While the study doesn’t identify a single “gay gene” — arguably the most controversial concept in studies on homosexuality — it does identify modification patterns in certain DNA regions that were associated with sexual orientation. Specifically, the researchers looked at differences in the way methyl groups, tiny clusters of hydrogen and carbon molecules, were attached to genes. Methylation, as the process is known, is one way the body turns certain genes on and off in response to environmental factors. To do this, it was integral to the study to compare individuals with the exact same DNA. The researchers looked at sets of identical twins.
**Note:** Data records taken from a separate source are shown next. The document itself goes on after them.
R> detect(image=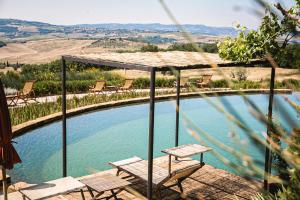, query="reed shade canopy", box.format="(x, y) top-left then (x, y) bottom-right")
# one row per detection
(0, 80), (21, 196)
(62, 51), (275, 200)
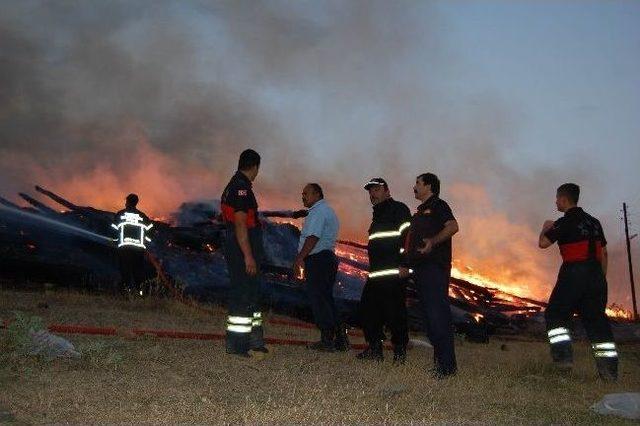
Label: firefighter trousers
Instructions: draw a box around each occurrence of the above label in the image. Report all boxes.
[545,261,618,363]
[224,230,264,354]
[414,263,457,375]
[118,248,146,294]
[360,277,409,348]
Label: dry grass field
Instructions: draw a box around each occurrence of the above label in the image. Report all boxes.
[0,290,640,424]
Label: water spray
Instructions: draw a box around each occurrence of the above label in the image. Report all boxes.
[0,204,117,245]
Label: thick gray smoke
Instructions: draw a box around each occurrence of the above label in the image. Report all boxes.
[0,0,636,306]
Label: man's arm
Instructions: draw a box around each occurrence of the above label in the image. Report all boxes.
[293,235,320,279]
[538,220,555,249]
[418,219,460,254]
[234,211,258,275]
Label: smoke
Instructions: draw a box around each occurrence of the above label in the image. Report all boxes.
[0,1,632,306]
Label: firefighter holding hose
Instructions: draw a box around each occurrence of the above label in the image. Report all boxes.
[221,149,268,357]
[356,177,411,364]
[539,183,618,381]
[111,194,153,296]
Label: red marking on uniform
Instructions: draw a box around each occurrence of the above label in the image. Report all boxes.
[560,240,602,262]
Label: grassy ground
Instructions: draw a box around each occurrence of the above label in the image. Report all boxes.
[0,290,640,424]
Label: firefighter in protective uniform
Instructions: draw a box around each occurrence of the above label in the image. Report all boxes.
[111,194,153,296]
[356,177,411,364]
[221,149,268,356]
[539,183,618,381]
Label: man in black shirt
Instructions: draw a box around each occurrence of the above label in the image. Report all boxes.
[400,173,459,378]
[357,178,411,363]
[221,149,268,356]
[111,194,153,296]
[539,183,618,380]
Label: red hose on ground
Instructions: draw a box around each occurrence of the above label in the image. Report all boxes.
[0,321,376,350]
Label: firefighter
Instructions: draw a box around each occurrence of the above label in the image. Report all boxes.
[221,149,268,357]
[400,173,459,379]
[111,194,153,296]
[539,183,618,381]
[356,177,411,364]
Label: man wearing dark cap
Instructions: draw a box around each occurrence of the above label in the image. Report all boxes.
[111,194,153,296]
[538,183,618,381]
[356,177,411,364]
[401,173,458,379]
[220,149,268,357]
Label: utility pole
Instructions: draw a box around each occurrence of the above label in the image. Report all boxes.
[622,203,639,321]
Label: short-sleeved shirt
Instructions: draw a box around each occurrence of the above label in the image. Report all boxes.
[405,195,456,269]
[298,199,340,254]
[544,207,607,263]
[220,171,260,229]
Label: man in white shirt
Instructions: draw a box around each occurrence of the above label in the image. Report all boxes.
[293,183,349,352]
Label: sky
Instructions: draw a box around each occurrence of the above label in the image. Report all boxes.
[0,0,640,306]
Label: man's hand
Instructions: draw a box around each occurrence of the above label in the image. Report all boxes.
[418,238,434,254]
[244,256,258,277]
[400,266,411,279]
[538,220,555,249]
[292,257,304,280]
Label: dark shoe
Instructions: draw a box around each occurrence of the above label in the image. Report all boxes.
[227,349,251,358]
[356,342,384,362]
[551,342,573,365]
[553,361,573,373]
[393,346,407,365]
[431,369,456,380]
[334,325,351,352]
[307,340,336,352]
[596,358,618,382]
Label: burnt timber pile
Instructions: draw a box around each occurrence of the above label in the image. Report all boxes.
[0,186,544,341]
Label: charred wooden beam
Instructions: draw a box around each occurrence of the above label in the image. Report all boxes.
[18,192,60,217]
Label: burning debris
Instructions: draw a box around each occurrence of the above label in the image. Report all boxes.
[0,186,624,340]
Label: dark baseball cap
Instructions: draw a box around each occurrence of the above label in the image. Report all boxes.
[364,178,389,191]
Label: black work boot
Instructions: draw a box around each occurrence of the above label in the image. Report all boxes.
[596,358,618,382]
[356,342,384,362]
[307,330,336,352]
[334,324,351,352]
[393,345,407,365]
[551,342,573,371]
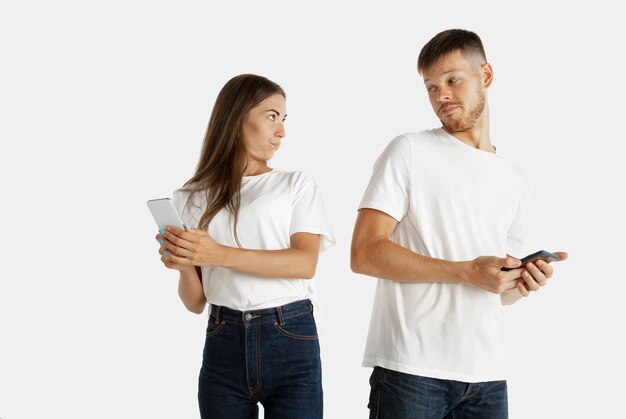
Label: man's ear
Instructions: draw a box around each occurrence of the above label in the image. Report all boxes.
[480,63,493,89]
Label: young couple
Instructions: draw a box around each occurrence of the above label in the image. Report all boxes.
[156,29,567,419]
They focused on 37 pairs in which one twin was homosexual and the other was heterosexual, as well as 10 pairs in which both twins were homosexual.
The algorithm uncovered nine regions of the genome where methylation patterns predictably differed between homosexual and heterosexual twins. By analyzing these differences, the researchers could predict the sexual orientation of the twins. Identifying methylation patterns and regions of DNA that are relevant to sexual orientation is one thing, but explaining why they’re important will take a lot more research. Dr. Ngun acknowledges that there’s a lot we don’t understand about the molecular basis of sexual attraction, and he’s now testing his algorithm on a broader group of men.
“Sexual attraction is such a fundamental part of life, but it’s not something we know a lot about at the genetic and molecular level. I hope that this research helps us understand ourselves better and why we are the way we are,” Dr. Ngun said in a statement.